Fine v. Sovereign Bank, Civil Action No. 06CV11450-NG.

Decision Date08 August 2008
Docket NumberCivil Action No. 06CV11450-NG.
Citation634 F.Supp.2d 126
PartiesDavid J. FINE, as he is Receiver of Bradford C. Bleidt and Allocation Plus Asset Management Co., et al., Plaintiffs, v. SOVEREIGN BANK, Defendant.
CourtU.S. District Court — District of Massachusetts

David J. Fine, Law Offices of David J. Fine, Boston, MA, pro se.

Melanie L. Oxhorn, New York, NY, for Plaintiffs.

Patrick T. Voke, Daniel J. Blake, LeClairRyan, P.C., Paul G. Boylan, LeClair-Ryan, A Professional Corporation, Michele T. Perillo, U.S. Securities & Exchange Commission, Boston, MA, for Defendant.

ORDER ON PLAINTIFFS' MOTION FOR SUMMARY JUDGMENT

GERTNER, District Judge.

Over some twenty years, Bradford Bleidt ("Bleidt") swindled his business and his clients out of tens of millions of dollars. This litigation arises from the aftermath of the fraud. With few other targets for recovery, the receiver for Bleidt's wholly-owned company and his former clients have joined forces to seek to place some of the blame for the fraud on defendant Sovereign Bank ("defendant" or "Sovereign"). The plaintiffs have moved for summary judgment. For the reasons explained below, the Motion for Summary Judgment (document # 133) is DENIED in part and RESERVED in part.

The receiver, David J. Fine ("the receiver"), represents Bleidt's former company, Allocation Plus Asset Management, Inc. ("APAM"). He is joined in this suit by Nancy and Langdon Lombard, Donna Brandt Lawrence, and Bessie Panos, each of whom lost money when they gave Bleidt funds to be invested. These individuals, referred to herein as "the individual plaintiffs" or "the investor-clients," seek to represent a class of all similarly situated persons.

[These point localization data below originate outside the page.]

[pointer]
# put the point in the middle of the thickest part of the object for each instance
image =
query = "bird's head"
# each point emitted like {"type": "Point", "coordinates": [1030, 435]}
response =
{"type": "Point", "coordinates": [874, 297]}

The receiver and the named plaintiffs each assert three separate theories of liability.1 First, they argue that Sovereign aided and abetted Bleidt's breaches of the fiduciary duties he owed to APAM (as its agent) and to the investor-clients (as their investment advisor). To prove the claim, the plaintiffs must show that Sovereign knew of the breaches and that it actively participated in or substantially assisted them. See Arcidi v. Nat'l Assoc. of Government Employees, Inc., 447 Mass. 616, 623-24, 856 N.E.2d 167 (2006).

Second, the plaintiffs argue that the bank negligently permitted Bleidt to evade detection by the SEC and negligently processed transactions beyond his authority. As discussed below, the contours of the plaintiffs' negligence claims are less clear, but it seems certain that they also require the plaintiffs to prove that the bank knew of Bleidt's fraud. See Schlichte v. Granite Sav. Bank, 40 Mass.App.Ct. 179, 181, 662 N.E.2d 238 (1996) (discussing bank's duties in negligence to depositors, and requiring actual knowledge of the breach); Lerner v. Fleet Bank, N.A., 459 F.3d 273, 287-90 (2d Cir.2006) (discussing bank's duties in negligence to third-party non-customers under New York law, and requiring notice of the breach).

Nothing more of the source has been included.